I need to do something to get on Nick very good side because I’m ready to do some more remodeling. Remodeling brings on hard times for us. I’ve found over the years that changes are made on Nick’s time table and his alone. Regardless of what I what, we have to wait until he’s ready. And then when I talk to him about what I want, I always feel that I am talking to someone standing on a ledge about to jump. If I go overboard on what I what to do, he’ll jump – back that is, and we’ll end up doing nothing.
We redid our very out dated bathroom years ago and I still love it. Here’s what we did to the kitchen about six years ago. It's still tiny, but I was impressed.

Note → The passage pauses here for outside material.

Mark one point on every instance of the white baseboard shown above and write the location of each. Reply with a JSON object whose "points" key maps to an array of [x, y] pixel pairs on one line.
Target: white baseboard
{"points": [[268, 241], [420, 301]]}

But it’s time to go at it again. Our bedroom and attached half bath have to be redone soon. The bedroom need new carpet and paint, should be easy enough but I don’t live in one of those home in the magazines. While I don’t think I have to worry about being on an episode of Hoarders, our bed room is a catch all room and cleaning it out completely is a daunting task.
We’ve both agreed to rip the bath to the studs and start over. The wallpaper was here when Nick bought the house about thirty-seven years ago. It’s ugly. It’s so aggressively ugly that there is not a rip, not a lose seam, not a sagging corner anywhere. This paper is ugly enough to outlast us all. I finally painted over it and that helped a little, but major changes must be made.
Okay, he and I are both in agreement. But the timing is the problem. I’m home, I’ve just finished a book (Cal and Jenny’s story is off for the first edit, cross your fingers). I could really dive into getting the bedroom cleaned out. But I don’t want to do it if we’re not ready to go for it. I feel like the clutter in our house is in a semi-liquid state.
I can get it clean for a short time but eventually, like even a thick liquid, it will flow back to fill up the space. And I don’t want to have to do it twice.
I have a long list of things that we need to do – we need a new roof, new gutters and new landscaping. I want to redo the living room, change the old fireplace, get rid of the awful mirrors over the fireplace, I want built in bookcases on either side of the fire place and maybe some in my writing room, I want to change the window treatments, I want crown molding throughout and fresh paint, and to get rid of the awful recliners that – yes, I helped choose. Okay, as I read this I can see why Nick ignores me. But we are at the age we need to get all this done so it won’t be a hassle in our old age. I want things done, and done well now so we can enjoy it and that when these things really need changing again in twenty-five to thirty years it will be Mollie’s problem.
And suggestions for how to get Nick on board at least for some of these projects?